By Ron Kim
When 80 percent of Americans are living paycheck to paycheck, yellow-cab drivers are killing themselves under the burden of their financial woes, and close to half a million New Yorkers are unable to pay back their student loans, it is time to rethink the way we structure public spending in our society.
When the economy busts, the too-big-to-fail banks are bailed out while the people on the ground are left homeless. When the economy is booming, the mega-corporations continue to extract money from the people through a number of different corporate welfare schemes.
In fact, in places like New York, we give out more than $8 billion a year under 48 different types of corporate welfare programs, one of the highest dollar amounts in the nation and, according to economists, the worst in return on investment (ROI).
One of the main reasons why the ROI is horrendous is that there is no statistical correlation between corporate welfare and economic growth. When Gov. Andrew Cuomo signs off on $3 billion in taxpayers’ money to a super-monopoly like Amazon, that money is most likely auctioned off, repackaged and refinanced to a third-party investor to liquidate the 10-year deal into a payout for Jeff Bezos. In other words, Bezos can sell the incentive package for $1 billion today to an investor who’s willing to pay that now and collect $3 billion in 10 years, netting a profit of $2 billion — a win-win for billionaires.
Let’s stop this scam and put that money back where it belongs: in the pockets of the people.
This is not just a plea for compassion. Major economists like Stephanie Kelton and Marshall Steinbaum showed in their study “The Macroeconomic Effects of Student Debt Cancellation” that when we liberate working and middle-class families from debt, the GDP and employment rate go up. Various socioeconomic factors like family formation and home buying will pick up as well, adding to the strength and resilience of local economies.
Some might argue that if we don’t pay Jeff Bezos the money, he won’t bring all his “tech jobs” to New York. My response would be that if we liberate working-class people from personal debt instead, we will see a noticeable rise in small-business formation, leading to even more local job growth.

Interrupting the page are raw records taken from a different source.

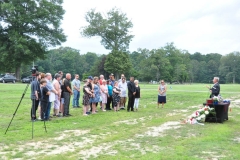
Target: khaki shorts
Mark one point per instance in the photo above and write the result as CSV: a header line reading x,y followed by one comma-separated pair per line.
x,y
123,100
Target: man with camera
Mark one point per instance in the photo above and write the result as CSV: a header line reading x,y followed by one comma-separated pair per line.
x,y
35,95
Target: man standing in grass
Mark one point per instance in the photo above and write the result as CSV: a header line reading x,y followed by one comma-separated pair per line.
x,y
76,91
215,90
35,95
48,78
44,98
131,94
123,87
57,87
67,92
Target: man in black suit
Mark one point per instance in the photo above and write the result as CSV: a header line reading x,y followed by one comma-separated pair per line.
x,y
215,90
131,93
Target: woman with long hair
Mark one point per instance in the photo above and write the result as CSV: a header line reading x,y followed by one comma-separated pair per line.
x,y
116,96
104,94
96,94
86,97
162,89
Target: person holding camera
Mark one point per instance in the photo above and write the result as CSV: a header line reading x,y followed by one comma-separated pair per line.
x,y
35,95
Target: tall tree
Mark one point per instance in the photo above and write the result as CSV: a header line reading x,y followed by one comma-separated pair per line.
x,y
27,29
113,29
118,63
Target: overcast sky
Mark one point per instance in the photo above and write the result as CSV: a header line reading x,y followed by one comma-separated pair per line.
x,y
205,26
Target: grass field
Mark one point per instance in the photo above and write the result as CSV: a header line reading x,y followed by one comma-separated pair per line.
x,y
150,133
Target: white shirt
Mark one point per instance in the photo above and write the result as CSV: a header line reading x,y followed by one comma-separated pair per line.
x,y
123,88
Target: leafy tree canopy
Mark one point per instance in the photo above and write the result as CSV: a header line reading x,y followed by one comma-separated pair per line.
x,y
27,29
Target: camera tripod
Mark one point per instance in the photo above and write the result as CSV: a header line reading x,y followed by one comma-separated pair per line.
x,y
32,110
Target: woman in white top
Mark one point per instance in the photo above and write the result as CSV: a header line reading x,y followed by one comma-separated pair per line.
x,y
162,89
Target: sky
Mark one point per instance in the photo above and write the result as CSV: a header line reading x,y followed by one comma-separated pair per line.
x,y
205,26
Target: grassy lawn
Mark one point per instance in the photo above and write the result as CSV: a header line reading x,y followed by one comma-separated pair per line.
x,y
150,133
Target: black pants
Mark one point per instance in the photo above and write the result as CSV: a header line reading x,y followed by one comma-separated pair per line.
x,y
66,96
131,99
109,101
43,109
35,104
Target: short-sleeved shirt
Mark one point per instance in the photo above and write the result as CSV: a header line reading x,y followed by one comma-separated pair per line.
x,y
123,87
44,96
76,83
66,84
90,86
137,95
112,82
49,85
162,88
35,86
110,88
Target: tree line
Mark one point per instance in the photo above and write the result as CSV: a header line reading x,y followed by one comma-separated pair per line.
x,y
169,63
28,28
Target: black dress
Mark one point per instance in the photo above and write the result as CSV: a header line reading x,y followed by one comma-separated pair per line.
x,y
86,96
116,97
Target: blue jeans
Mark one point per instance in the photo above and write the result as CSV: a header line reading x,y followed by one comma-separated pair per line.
x,y
47,114
76,96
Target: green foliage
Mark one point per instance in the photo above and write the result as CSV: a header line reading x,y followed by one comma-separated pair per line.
x,y
146,134
27,29
117,62
68,60
113,29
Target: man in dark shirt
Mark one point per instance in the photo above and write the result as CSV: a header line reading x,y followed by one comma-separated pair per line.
x,y
215,90
67,92
35,95
131,93
90,78
44,98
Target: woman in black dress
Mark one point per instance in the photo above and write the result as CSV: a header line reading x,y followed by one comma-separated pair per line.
x,y
137,95
116,96
86,97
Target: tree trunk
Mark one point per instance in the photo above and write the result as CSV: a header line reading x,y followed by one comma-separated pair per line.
x,y
17,73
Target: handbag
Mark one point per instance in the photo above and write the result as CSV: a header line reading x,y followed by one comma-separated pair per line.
x,y
100,99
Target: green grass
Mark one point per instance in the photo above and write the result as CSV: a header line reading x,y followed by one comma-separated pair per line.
x,y
122,135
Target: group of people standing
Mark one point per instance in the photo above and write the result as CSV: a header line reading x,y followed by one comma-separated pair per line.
x,y
46,91
97,90
109,94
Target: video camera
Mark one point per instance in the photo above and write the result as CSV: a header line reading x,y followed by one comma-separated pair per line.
x,y
34,70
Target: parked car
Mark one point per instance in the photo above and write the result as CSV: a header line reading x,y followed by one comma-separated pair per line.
x,y
27,79
8,78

If you prefer to inundate New York with thousands of corporate jobs as opposed to everyday jobs created by independent businesses, then we just have to agree to disagree on what we deem to be more important.

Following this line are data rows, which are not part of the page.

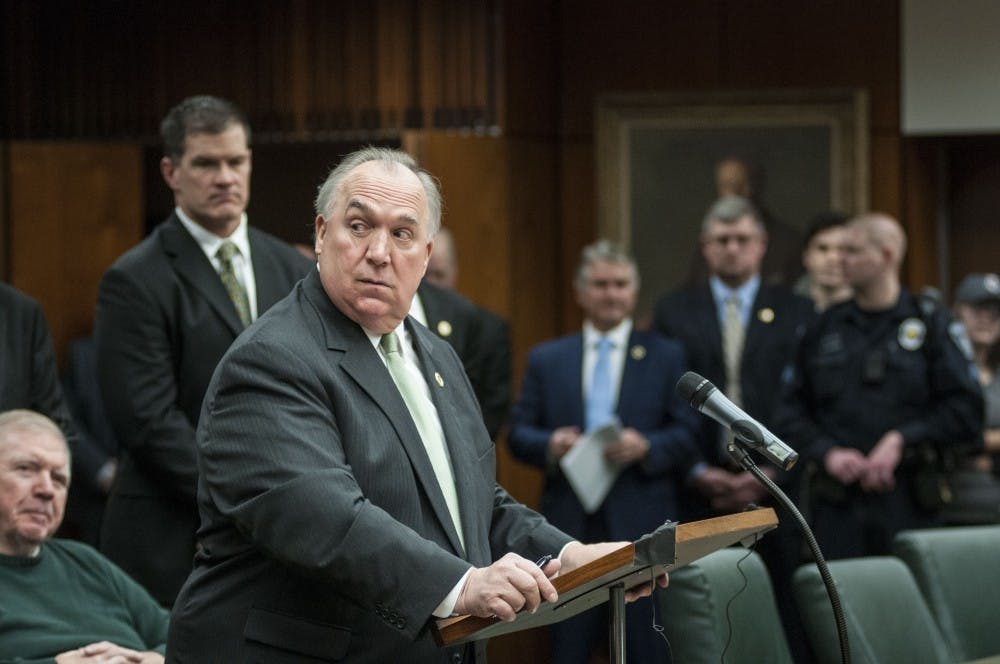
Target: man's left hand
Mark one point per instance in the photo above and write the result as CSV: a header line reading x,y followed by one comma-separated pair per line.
x,y
880,472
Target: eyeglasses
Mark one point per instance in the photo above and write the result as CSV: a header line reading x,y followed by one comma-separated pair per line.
x,y
723,241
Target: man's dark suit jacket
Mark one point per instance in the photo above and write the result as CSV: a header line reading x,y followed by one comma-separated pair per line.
x,y
644,496
482,341
164,320
325,535
28,375
777,321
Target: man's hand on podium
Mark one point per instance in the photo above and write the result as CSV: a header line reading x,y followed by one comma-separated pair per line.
x,y
509,585
576,555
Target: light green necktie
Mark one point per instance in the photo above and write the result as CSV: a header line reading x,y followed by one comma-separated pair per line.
x,y
733,336
428,424
232,282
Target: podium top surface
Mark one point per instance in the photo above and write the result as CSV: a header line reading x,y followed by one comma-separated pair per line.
x,y
669,547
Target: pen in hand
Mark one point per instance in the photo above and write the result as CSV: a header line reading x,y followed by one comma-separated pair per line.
x,y
544,560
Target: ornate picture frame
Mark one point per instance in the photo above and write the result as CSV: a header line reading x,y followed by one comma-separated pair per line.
x,y
656,154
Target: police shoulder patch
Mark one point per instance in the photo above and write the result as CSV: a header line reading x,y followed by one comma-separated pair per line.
x,y
912,333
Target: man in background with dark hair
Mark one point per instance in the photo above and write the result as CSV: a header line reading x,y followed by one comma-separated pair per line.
x,y
167,310
479,336
824,281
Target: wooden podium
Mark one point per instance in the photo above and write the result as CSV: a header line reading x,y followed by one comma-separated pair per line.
x,y
669,547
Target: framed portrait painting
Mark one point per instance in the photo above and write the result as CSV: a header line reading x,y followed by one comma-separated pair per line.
x,y
659,157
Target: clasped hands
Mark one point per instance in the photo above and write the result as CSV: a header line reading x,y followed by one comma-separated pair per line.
x,y
514,584
875,471
107,653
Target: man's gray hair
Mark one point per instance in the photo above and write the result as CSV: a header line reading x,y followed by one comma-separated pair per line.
x,y
729,210
202,114
607,251
26,421
391,159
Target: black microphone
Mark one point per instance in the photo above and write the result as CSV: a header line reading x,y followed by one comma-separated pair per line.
x,y
704,397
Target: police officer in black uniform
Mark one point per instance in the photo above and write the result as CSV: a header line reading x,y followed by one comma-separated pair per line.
x,y
880,387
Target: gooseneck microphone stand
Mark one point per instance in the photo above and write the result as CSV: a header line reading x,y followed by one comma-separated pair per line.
x,y
740,456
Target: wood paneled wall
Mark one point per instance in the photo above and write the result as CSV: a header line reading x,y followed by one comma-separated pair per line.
x,y
299,68
73,208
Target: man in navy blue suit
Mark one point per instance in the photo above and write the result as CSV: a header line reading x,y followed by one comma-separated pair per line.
x,y
608,372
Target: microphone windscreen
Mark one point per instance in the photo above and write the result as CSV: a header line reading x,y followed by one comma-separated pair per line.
x,y
689,384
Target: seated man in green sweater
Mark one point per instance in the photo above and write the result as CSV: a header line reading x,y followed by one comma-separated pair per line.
x,y
60,600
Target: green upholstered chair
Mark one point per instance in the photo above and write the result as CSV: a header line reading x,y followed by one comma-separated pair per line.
x,y
693,612
887,618
958,572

For me, local economies and small businesses that recirculate our wealth and money into our neighborhoods are more important to our democracy. The public should not be fooled by technocratic and neoliberal politicians who cry words like “big tech,” “growth” and “jobs” to justify the transfer of our money into the pockets of the richest man on earth.

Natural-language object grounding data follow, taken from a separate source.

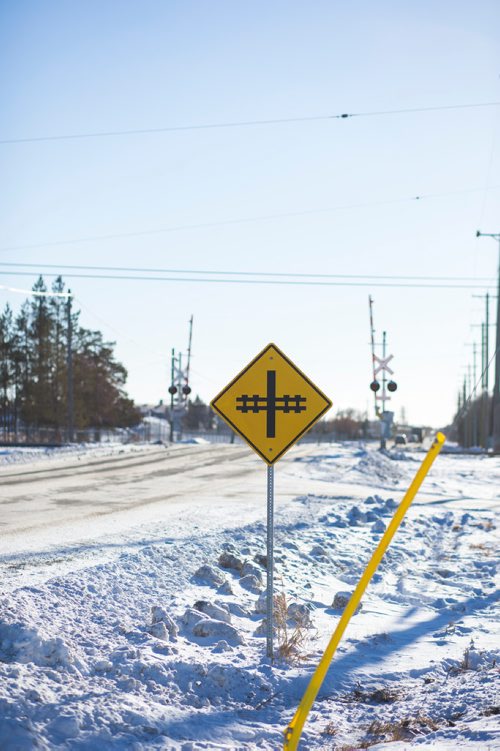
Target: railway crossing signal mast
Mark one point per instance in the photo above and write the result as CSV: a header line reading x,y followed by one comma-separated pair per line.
x,y
380,365
179,388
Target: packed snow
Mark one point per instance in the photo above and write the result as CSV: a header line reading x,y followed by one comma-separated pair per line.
x,y
152,635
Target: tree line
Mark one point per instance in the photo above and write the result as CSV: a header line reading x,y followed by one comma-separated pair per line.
x,y
38,388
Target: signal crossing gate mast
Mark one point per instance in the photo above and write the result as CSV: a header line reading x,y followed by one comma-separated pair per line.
x,y
381,365
179,388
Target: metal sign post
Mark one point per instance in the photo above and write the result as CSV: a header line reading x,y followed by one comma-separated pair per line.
x,y
271,404
270,561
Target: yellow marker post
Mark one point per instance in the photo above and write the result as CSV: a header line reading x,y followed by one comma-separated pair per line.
x,y
294,729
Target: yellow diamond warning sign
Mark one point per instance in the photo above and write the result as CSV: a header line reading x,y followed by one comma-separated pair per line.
x,y
271,403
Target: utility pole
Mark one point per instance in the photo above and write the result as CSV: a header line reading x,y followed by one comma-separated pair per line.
x,y
71,406
179,388
172,390
496,387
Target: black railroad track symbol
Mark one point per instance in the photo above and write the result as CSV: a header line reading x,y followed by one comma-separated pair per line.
x,y
271,404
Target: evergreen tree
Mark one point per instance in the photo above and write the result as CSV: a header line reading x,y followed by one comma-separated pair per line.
x,y
34,369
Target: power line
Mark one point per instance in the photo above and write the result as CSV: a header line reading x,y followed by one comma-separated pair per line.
x,y
243,123
280,282
223,273
241,220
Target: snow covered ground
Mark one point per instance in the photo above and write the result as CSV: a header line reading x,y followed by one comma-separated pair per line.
x,y
141,627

We already have a vibrant tech start-up community in New York that does not rely on government subsidies to succeed.
The bigger-the-better mindset that allows super-monopolies like Walmart and Amazon to grow has proven to do more harm for our democracy than good. In the past, when faced with similar behemoths, our federal government stepped up and busted up these mega-corporations because it recognized that competition and open markets are the backbone of our democracy.
Since that no longer appears to be the case, state and local governments must push back against companies like Amazon by stripping away their corporate subsidies and redirecting that money back to helping everyday people. This is a gut-check moment for our city, state, nation and democracy.
Ron Kim is an assemblyman representing Whitestone, Flushing, College Point and Murray Hill.